Según un cable de la agencia EFE que reproduce el último informe de la ONG, sólo un menor palestino, de los 853 procesados por lanzamiento de piedras a israelíes, ha sido absuelto en el período 2005-2010, una anomalía jurídica que vienen denunciando Betselem.
La razón de ese altísimo porcentaje, señala el informe de la ONG israelí, se debe a la presión a la que se ven sometidos los menores y sus familias, y al hecho de que si no se declaran culpables y siguen adelante con el proceso judicial pasarán, muchas veces, más tiempo en la cárcel de lo que contempla la condena para esos casos. De los 853 expedientes llegados a la fiscalía, 34 tenían entre 12 y 13 años; 255 entre 14 y 15; y el resto de 16 a 17.
El lanzamiento de piedras por menores palestinos ha sido desde siempre una práctica común de protesta contra la ocupación israelí, y por la que pueden llegar a cumplir varios meses de cárcel. El sesenta por ciento de los menores entre 12 y 13 años fueron condenados a penas de entre varios días a dos meses pero, en el caso de haber elegido ser juzgados, podrían haber permanecido durante meses porque el delito establece la detención hasta el final del proceso.

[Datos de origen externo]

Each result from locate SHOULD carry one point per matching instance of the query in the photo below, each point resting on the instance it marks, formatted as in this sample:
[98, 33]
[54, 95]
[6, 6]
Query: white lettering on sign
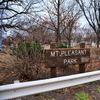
[68, 53]
[70, 61]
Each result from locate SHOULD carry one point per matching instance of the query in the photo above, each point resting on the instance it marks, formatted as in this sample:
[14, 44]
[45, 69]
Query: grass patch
[82, 96]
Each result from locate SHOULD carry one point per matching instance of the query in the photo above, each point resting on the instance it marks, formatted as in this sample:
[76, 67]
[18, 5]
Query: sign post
[82, 66]
[62, 57]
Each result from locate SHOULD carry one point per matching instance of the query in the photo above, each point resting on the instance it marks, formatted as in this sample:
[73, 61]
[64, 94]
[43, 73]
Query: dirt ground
[8, 75]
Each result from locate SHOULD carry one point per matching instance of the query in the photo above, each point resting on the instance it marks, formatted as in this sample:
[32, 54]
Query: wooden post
[17, 81]
[82, 66]
[53, 72]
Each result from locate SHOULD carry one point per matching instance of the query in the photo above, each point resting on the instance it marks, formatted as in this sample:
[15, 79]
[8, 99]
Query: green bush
[28, 49]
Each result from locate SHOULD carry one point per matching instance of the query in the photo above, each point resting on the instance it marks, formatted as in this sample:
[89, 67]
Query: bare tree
[61, 17]
[13, 11]
[91, 11]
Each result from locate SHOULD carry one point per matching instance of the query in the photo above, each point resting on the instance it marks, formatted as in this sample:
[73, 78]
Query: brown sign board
[62, 57]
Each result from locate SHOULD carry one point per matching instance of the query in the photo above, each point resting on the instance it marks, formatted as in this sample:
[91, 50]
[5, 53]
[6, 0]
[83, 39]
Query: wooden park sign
[64, 57]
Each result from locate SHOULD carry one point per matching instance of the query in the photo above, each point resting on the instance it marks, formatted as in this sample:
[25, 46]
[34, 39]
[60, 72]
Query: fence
[34, 87]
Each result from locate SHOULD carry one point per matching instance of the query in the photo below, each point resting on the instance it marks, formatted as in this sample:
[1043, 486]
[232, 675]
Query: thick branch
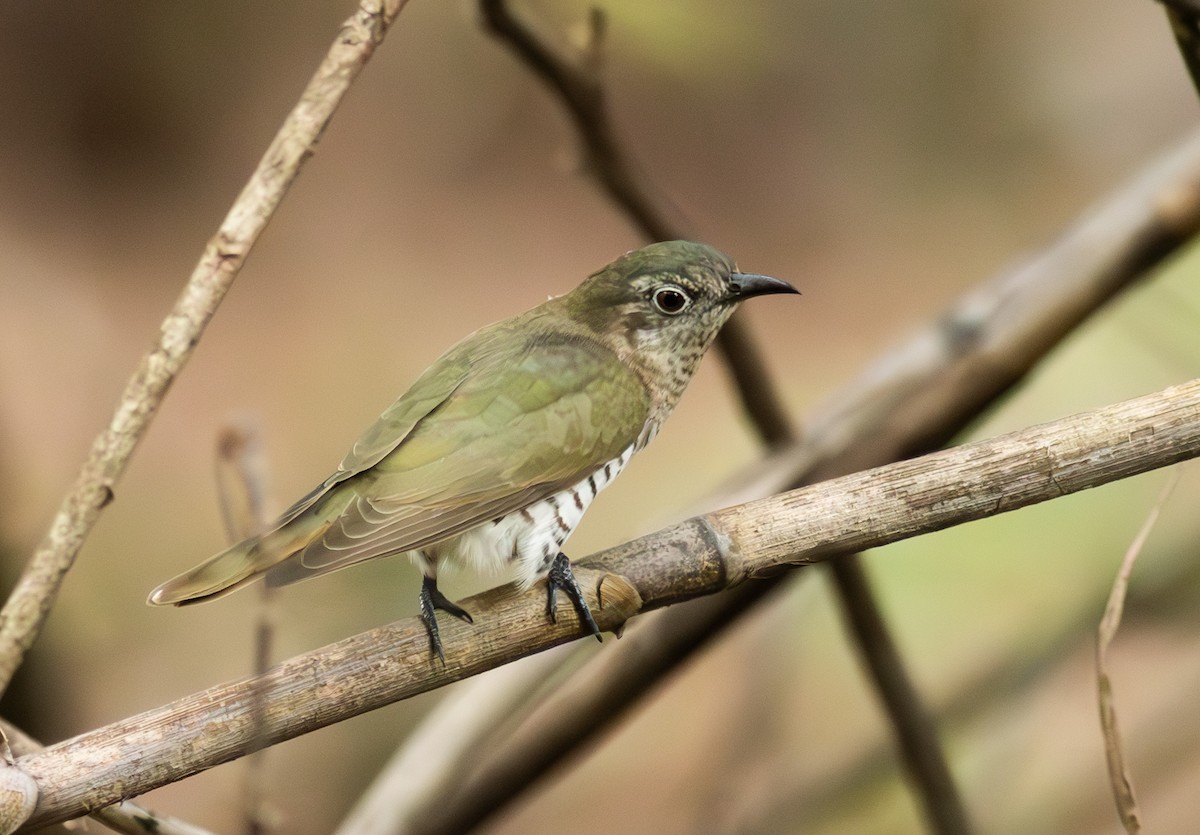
[31, 600]
[700, 557]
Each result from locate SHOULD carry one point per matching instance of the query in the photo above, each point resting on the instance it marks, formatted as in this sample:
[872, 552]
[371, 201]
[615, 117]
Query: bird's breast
[529, 539]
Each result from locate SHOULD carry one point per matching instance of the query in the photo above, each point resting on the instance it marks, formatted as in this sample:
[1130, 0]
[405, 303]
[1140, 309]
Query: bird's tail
[241, 564]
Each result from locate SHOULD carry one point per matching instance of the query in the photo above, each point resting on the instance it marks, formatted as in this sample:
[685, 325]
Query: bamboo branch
[700, 557]
[30, 602]
[123, 817]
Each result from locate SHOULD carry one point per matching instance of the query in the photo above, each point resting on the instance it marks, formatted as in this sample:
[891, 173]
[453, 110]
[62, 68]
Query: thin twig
[912, 726]
[30, 602]
[1119, 769]
[924, 390]
[408, 791]
[700, 557]
[241, 479]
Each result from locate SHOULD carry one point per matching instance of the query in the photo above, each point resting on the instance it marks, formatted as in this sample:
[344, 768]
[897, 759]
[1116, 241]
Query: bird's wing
[514, 431]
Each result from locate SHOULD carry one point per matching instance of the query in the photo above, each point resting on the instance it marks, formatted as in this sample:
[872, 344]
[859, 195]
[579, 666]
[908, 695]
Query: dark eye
[670, 300]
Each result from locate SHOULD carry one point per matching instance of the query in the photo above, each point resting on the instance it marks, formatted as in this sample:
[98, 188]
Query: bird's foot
[562, 577]
[432, 600]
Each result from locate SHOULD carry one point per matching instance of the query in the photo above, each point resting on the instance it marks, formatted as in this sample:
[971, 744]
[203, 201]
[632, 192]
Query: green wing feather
[498, 422]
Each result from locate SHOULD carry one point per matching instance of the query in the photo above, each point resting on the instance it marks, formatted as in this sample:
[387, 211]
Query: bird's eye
[670, 300]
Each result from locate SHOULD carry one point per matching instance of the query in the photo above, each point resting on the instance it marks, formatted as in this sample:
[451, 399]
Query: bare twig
[923, 391]
[579, 85]
[702, 556]
[30, 602]
[1119, 770]
[241, 479]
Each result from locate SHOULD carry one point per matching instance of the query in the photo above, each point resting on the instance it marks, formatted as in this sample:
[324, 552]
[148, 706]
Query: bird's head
[669, 298]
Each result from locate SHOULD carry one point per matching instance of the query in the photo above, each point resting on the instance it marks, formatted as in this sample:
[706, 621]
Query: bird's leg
[562, 577]
[432, 600]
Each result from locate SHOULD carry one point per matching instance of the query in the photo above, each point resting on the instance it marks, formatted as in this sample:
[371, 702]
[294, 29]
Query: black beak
[745, 284]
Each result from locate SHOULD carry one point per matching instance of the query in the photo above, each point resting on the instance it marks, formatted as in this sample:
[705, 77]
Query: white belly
[528, 539]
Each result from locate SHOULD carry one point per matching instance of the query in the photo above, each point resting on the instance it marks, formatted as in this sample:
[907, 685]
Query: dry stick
[30, 602]
[580, 88]
[700, 557]
[241, 478]
[1119, 770]
[922, 391]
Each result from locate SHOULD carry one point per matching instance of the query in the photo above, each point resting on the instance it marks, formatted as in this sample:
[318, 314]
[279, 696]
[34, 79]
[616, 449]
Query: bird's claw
[562, 577]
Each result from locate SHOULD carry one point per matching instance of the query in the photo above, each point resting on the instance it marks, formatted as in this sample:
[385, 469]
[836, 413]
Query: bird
[495, 454]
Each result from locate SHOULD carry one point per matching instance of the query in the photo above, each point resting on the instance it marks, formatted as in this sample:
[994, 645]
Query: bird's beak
[745, 284]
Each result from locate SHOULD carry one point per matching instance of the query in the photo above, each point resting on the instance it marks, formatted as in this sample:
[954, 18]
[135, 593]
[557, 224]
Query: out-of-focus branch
[409, 788]
[702, 556]
[918, 394]
[579, 85]
[943, 808]
[30, 602]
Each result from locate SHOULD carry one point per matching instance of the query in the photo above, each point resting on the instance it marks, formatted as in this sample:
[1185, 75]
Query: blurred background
[883, 157]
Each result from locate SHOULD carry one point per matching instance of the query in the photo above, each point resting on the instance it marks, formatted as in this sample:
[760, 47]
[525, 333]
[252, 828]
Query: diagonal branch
[700, 557]
[30, 602]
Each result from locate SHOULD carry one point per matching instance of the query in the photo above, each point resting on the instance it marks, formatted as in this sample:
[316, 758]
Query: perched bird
[498, 449]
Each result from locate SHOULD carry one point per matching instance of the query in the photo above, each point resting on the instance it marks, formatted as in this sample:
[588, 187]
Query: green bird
[498, 449]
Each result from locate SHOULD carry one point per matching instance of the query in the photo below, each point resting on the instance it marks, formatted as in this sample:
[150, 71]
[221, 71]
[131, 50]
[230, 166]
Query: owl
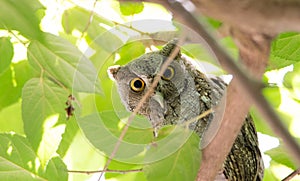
[182, 94]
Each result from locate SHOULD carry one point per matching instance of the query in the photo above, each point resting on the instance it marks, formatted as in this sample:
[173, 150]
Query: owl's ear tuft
[169, 48]
[112, 71]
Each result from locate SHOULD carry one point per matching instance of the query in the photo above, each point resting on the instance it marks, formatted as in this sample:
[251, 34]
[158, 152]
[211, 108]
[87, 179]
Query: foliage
[37, 142]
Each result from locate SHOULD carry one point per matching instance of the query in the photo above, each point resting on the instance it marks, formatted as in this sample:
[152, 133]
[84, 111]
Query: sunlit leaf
[43, 104]
[285, 50]
[131, 8]
[64, 63]
[56, 170]
[6, 53]
[17, 159]
[181, 165]
[68, 136]
[81, 155]
[20, 16]
[292, 81]
[130, 52]
[115, 165]
[14, 123]
[80, 19]
[12, 82]
[273, 95]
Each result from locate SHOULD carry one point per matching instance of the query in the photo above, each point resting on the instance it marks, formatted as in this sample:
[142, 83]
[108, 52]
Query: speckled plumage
[186, 95]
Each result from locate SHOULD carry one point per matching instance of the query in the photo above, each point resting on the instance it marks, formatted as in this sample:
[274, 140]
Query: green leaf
[68, 136]
[279, 154]
[97, 35]
[14, 123]
[181, 165]
[292, 81]
[83, 156]
[130, 51]
[20, 16]
[273, 95]
[131, 8]
[17, 159]
[285, 50]
[12, 82]
[260, 123]
[115, 165]
[80, 19]
[56, 170]
[103, 129]
[6, 53]
[64, 63]
[43, 104]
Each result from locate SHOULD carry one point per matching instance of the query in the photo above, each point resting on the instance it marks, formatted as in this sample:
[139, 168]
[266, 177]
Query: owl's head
[134, 79]
[175, 94]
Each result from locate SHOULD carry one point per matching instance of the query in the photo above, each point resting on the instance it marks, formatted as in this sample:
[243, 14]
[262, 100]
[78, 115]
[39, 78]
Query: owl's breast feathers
[244, 161]
[185, 94]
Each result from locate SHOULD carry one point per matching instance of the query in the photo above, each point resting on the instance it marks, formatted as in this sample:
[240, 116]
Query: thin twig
[90, 19]
[143, 100]
[292, 175]
[106, 171]
[202, 115]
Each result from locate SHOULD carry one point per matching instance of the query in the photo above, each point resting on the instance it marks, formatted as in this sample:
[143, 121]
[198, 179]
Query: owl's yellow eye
[168, 74]
[137, 84]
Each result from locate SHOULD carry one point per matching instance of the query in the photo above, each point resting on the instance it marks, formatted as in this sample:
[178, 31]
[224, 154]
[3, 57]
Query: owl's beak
[112, 71]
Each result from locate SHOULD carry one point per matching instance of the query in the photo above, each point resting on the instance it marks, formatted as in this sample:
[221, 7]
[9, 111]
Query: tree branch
[267, 17]
[249, 24]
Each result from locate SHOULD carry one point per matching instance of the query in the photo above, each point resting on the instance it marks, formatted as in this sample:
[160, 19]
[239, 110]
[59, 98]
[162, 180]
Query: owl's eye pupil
[137, 84]
[169, 73]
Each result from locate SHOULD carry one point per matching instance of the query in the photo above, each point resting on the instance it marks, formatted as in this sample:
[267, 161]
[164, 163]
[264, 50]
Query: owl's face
[134, 80]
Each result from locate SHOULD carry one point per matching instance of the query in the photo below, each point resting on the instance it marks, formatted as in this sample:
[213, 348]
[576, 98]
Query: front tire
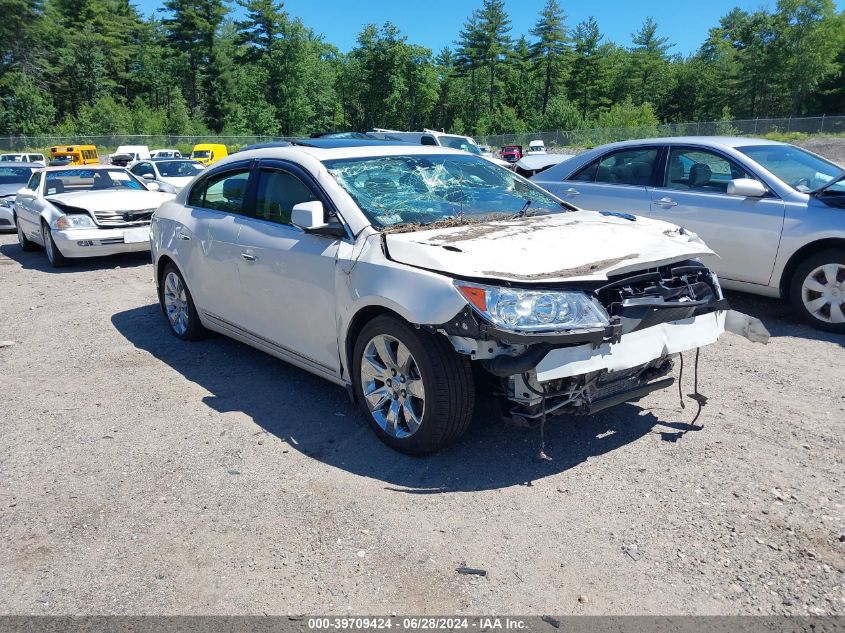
[818, 290]
[25, 243]
[178, 306]
[417, 393]
[54, 255]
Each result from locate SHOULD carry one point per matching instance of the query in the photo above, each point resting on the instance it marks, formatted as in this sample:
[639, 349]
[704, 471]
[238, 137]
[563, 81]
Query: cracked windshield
[421, 190]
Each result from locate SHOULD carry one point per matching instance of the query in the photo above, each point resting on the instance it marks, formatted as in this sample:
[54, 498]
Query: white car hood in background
[177, 181]
[112, 199]
[576, 246]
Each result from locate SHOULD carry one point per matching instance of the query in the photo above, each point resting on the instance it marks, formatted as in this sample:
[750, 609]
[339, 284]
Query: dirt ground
[143, 475]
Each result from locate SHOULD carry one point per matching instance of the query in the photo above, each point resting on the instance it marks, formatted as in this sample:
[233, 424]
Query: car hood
[12, 189]
[575, 246]
[112, 199]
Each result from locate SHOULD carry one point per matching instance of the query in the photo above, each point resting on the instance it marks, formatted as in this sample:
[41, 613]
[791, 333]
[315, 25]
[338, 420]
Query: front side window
[422, 189]
[221, 192]
[143, 168]
[459, 142]
[798, 168]
[627, 167]
[277, 193]
[10, 175]
[34, 181]
[178, 168]
[701, 170]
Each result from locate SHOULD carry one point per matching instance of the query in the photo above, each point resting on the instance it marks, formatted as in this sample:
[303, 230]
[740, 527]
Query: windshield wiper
[827, 185]
[522, 211]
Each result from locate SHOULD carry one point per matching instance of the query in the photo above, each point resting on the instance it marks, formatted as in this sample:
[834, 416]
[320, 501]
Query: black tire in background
[811, 270]
[446, 377]
[177, 297]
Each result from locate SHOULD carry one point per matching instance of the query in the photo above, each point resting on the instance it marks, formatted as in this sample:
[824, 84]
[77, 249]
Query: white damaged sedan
[397, 270]
[85, 211]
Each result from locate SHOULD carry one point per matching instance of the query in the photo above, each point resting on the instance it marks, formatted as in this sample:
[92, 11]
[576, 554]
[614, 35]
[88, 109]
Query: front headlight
[534, 310]
[75, 222]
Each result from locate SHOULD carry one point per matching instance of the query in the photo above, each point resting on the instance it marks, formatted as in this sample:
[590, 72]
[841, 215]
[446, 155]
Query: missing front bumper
[633, 349]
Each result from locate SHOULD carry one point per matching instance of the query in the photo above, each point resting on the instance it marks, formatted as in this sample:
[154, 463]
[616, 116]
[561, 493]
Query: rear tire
[178, 306]
[817, 290]
[417, 393]
[25, 243]
[54, 255]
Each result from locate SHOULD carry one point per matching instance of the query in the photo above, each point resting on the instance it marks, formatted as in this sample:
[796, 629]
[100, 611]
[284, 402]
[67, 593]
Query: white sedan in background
[86, 212]
[774, 213]
[173, 172]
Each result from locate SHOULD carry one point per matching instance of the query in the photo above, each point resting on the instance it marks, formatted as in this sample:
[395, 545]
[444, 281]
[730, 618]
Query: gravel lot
[141, 474]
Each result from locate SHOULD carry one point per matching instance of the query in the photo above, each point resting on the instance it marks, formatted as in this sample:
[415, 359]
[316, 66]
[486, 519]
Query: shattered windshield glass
[424, 189]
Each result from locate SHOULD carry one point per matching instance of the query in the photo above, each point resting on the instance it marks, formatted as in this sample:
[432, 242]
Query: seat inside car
[700, 175]
[54, 186]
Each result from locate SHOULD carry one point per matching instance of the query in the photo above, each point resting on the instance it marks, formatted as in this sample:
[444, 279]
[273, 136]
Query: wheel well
[800, 255]
[361, 318]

Debido a que el juicio suele tardar mucho más que la condena por lanzar piedras, los menores se declaran culpables casi inmediatamente para salir antes, en una práctica anómala y que viola los derechos de esos menores, denuncia Betselem en su informe.
El Ejército israelí tachó en un comunicado el informe de la ONG israelí de "desequilibrado" y subrayó que ignora la "explotación de menores por parte de organizaciones terroristas de manera que violan el derecho internacional y quebrantan sus derechos". El Ejército aseguró que hace unos dos años se estableció un Tribunal Especial para Menores en Judea y Samaria (nombre que el estado de Israel utiliza para designar a los territorios ocupados), encargado de lidiar con casos en los que los sospechosos no cuentan con 18 años. Asimismo, afirmó que los jueces militares "han manifestado una gran sensibilidad sobre cuestiones relacionadas con los derechos de los menores, y en varias ocasiones han expandido esa protección más allá de lo requerido por la ley".
En medio de declaraciones cruzadas entre israelíes y palestinos, informes de ONGs protestas de organismos de derechos humanos, en medio de resoluciones de la ONU y, sobre todo, en medio del humo que manan hediondos contenedores de basura, entre escombros, muros, rejas y alambres de púa, asoman los niños palestinos. Por allí deambulan. Parecen más grandes.